NASA has announced that it has selected a pair of proposals to demonstrate the small satellite technologies that are aimed at improving science observations in deep space. The goal for the proposals is to improve observations to allow NASA to develop models to predict space weather events that can impact astronauts and spacecraft.

NASA also notes that this is the first time that the heliophysics program has funded this kind of technology demonstration program. Peg Luce, deputy director of the Heliophysics Division at NASA says that providing the chance for the technology to mature in deep space is a crucial step towards incorporating the new tech into future missions. Both of the proposals that NASA selected are funded with $400,000 for nine-month mission concept studies.

Both were selected based on potential technology and science value and the feasibility of developed plans. The proposals will support the NASA heliophysics program that seeks to better understand the nature of space throughout the solar system. The programs also want to determine how space changes in response to the outpouring of energy and particles from the Sun.

When the nine-month period is over, one proposal will be selected to launch as a secondary payload on the NASA Interstellar Mapping and Acceleration Probe known as IMAP. That probe is set to launch in October 2024. The two proposals include Science-Enabling Technologies for Heliophysics (SETH).

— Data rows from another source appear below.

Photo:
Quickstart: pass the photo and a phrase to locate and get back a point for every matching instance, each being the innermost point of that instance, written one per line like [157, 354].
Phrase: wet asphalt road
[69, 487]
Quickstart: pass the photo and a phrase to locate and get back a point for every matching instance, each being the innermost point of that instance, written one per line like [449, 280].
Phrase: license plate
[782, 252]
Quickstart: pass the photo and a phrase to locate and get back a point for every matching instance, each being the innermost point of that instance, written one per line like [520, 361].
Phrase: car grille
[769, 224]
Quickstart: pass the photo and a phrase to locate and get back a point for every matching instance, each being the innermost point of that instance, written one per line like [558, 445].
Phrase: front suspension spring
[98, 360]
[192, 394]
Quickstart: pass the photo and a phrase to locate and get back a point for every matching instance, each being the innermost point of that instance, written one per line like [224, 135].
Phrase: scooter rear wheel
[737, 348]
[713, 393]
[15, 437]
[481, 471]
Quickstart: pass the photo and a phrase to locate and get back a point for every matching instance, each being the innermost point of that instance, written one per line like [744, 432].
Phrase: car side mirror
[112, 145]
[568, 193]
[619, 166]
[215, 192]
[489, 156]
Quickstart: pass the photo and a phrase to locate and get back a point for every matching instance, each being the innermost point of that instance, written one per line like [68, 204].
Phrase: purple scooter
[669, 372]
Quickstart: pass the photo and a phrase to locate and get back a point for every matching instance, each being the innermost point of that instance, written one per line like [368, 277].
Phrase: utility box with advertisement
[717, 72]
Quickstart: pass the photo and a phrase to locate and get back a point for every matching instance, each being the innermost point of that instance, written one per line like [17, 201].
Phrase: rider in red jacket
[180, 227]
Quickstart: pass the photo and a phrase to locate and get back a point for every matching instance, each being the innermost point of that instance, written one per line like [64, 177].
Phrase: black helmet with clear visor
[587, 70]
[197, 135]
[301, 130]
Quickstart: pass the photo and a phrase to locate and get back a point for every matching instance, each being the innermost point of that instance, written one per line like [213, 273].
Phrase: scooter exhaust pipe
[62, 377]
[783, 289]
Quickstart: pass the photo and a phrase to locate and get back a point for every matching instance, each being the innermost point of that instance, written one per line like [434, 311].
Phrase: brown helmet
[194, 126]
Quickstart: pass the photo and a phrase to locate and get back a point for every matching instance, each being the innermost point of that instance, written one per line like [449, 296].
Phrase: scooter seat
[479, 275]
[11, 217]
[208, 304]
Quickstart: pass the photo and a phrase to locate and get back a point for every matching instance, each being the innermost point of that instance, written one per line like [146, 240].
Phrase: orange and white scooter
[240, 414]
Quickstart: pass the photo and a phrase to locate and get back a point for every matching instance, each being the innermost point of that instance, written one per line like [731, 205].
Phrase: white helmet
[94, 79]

SETH aims to demonstrate two technologies, including and optical communications technology for satellites and CubeSats. The second is to detect solar energetic neutral atoms as a system that could enable advanced warnings for radiations levels hazardous to astronauts. The other is Solar Cruiser that has two technologies, including an 18,000 square foot solar sail to demonstrate the use of solar radiation for propulsion. It also has a coronagraph instrument that would measure the Sun's magnetic field structure and velocity of coronal mass ejections.